Kupikir enak rasanya..” Aku menghentikan memasukkan jari ke anusnya
tetapi tetap bermain-main di sekitar anusnya hingga membuatnya geli.
Cukup
lama kami berpacu dalam birahi. Aku merasakan saat-saat orgasmeku
hampir tiba. Aku berusaha keras mengatur ritme dan nafasku.
“Aku mau nyampe, Felicia..”
“Keluarin
di dalam aja. Udah lama aku tidak merasakan semburan cairan pria” Aku
agak terhenti. Gila, keluarin di dalam. Kalau hamil gimana, pikirku.
“Aman,
Boy. Aku ada obat anti hamil kok..” Felicia meyakinkanku. Aku yang
tidak yakin. Tapi masa bodoh ah. Dia yang menjamin, kan? Kukocok lagi
dengan gencar. Felicia berteriak makin keras.
“Yes.. Aku juga hampir sampe, Boy.. come on.. come on.. oh yeah..”
Saat-saat itu makin dekat.. Aku mengejarnya. Kenikmatan tiada tara. Membuat saraf-saraf penisku kegirangan. Srr.. Srr..
“Aku
orgasme. Sesaat kemudian kurasakan tubuh Felicia makin bergetar hebat.
Aku berusaha keras menahan ereksiku. Tubuhku terkejang-kejang mengalami
puncak kenikmatan pada memek nya
“Aarrgghh.. Yeeaahh..” Felicia menyusulku orgasme.
Dia
menjerit kuat sekali kemudian membalikkan badannya dan memelukku. Kami
kemudian bercumbu lagi. Saatnya after orgasm service. Tanganku memijat
tubuhnya, memijat kepalanya dan mencumbu hidung, pipi, leher, payudara
dan kemudian perutnya. Aku membuatnya kegelian ketika hidungku
bermain-main di perutnya. Kemudian kuangkat dia.
Mengambil
handuk dan mengeringkan tubuh kami berdua. Sambil terus mencuri-curi
ciuman dan rabaan, kami saling menggosok tubuh kami. Dengan tubuh
telanjang aku mengangkatnya ke tempat tidur, membaringkannya dan kembali
menciumnya. Felicia tersenyum puas. Matanya berbinar-binar.
“Thanks Boy.. Sudah lama sekali aku tidak bercinta. Kamu berhasil memuaskanku..”
Pujian
yang tulus. Aku tersenyum. Aku merasa belum hebat bercinta. Aku hanya
berusaha melayani setiap wanita yang bercinta denganku. Memperhatikan
kebutuhannya. Cerita Panas
Aku
sangat terkejut ketika tiba-tiba pintu kamar terbuka. Sial, kami tadi
lupa mengunci pintu!! Seorang wanita muncul. Aku tidak sempat lagi
menutupi tubuh telanjangku.
“Ups..
Gak usah terkejut. Dari tadi aku udah dengar teriakan Felicia. Tadi
malah sudah mengintip kalian di kamar mandi..” kata wanita itu. Aku
kecolongan. Tapi apa boleh buat. Biarkan saja. Kulihat Felicia tertawa.
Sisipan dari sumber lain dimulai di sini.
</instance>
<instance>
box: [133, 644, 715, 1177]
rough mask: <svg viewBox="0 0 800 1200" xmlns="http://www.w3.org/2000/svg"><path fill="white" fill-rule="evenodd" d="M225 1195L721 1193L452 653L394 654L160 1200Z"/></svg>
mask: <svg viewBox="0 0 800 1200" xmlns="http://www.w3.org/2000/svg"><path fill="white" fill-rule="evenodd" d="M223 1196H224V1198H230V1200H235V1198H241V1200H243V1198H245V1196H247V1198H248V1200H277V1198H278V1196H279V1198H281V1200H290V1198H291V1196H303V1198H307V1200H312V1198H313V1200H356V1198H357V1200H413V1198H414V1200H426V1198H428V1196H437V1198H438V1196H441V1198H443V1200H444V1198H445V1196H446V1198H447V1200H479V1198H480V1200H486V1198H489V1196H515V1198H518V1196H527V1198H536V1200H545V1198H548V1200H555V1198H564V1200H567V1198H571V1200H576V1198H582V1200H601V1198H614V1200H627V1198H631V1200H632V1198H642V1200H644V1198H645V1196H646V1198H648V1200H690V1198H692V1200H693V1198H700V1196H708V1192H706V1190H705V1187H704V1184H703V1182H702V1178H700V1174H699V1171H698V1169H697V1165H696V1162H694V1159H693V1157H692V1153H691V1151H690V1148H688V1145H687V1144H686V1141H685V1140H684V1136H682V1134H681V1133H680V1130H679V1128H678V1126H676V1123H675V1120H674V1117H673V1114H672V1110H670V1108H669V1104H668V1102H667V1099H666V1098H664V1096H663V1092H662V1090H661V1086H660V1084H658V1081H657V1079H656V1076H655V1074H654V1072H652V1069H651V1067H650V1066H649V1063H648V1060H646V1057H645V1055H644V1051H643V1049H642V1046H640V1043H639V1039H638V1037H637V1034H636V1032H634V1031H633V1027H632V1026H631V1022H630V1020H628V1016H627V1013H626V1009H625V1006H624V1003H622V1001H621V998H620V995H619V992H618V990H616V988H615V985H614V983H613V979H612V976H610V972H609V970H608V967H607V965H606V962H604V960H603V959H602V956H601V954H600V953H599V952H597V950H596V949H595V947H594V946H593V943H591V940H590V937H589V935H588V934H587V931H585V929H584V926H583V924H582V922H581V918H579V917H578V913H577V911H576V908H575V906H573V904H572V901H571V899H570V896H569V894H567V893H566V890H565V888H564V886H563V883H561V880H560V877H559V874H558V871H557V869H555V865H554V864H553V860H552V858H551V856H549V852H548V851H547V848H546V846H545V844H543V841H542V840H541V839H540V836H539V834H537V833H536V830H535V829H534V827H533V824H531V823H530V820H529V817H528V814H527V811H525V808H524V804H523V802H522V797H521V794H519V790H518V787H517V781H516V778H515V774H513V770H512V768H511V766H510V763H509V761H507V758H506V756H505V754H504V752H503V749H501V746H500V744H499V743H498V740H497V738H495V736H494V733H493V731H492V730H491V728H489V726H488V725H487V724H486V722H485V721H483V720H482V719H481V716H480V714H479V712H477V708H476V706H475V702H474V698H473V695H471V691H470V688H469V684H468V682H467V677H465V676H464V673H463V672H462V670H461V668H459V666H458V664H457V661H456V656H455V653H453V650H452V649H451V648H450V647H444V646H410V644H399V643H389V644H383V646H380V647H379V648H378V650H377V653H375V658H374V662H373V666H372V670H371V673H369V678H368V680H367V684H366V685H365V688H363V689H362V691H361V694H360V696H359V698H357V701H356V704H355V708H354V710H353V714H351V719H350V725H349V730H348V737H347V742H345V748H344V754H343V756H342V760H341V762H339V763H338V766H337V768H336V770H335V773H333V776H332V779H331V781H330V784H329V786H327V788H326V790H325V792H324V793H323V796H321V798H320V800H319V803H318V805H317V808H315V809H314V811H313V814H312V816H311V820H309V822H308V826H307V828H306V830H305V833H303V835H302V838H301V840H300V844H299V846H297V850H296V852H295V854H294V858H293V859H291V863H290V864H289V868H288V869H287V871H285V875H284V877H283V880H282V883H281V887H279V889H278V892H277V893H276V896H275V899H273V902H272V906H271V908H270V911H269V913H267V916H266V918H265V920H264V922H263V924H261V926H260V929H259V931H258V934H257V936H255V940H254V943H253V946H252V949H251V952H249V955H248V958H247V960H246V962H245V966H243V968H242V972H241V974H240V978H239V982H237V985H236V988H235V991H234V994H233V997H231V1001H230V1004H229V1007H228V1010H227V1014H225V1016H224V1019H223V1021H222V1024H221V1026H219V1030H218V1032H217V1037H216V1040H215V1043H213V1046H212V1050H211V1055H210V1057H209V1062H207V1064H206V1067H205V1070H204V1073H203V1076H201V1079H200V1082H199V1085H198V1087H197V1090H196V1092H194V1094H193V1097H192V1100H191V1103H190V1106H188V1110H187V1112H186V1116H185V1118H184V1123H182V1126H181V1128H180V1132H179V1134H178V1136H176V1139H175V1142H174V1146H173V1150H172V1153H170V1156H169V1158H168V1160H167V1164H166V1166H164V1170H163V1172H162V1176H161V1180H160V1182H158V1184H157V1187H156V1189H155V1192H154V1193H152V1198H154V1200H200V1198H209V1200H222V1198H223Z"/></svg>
“Kenalin, dia Gladys. Mbak.. Dia Boy.” aku menganggukkan kepalaku padanya.
“Hi Gladys..” sapaku.
Kemudian
aku berdiri. Dengan penis lemas terayun aku mencari kaos dan celana
pendek Felicia dan memakainya. Gladys masuk ke kamar. Busyet, ni anak
tenang sekali, Pikirku. Sudah jam 2 pagi. Aku harus pulang.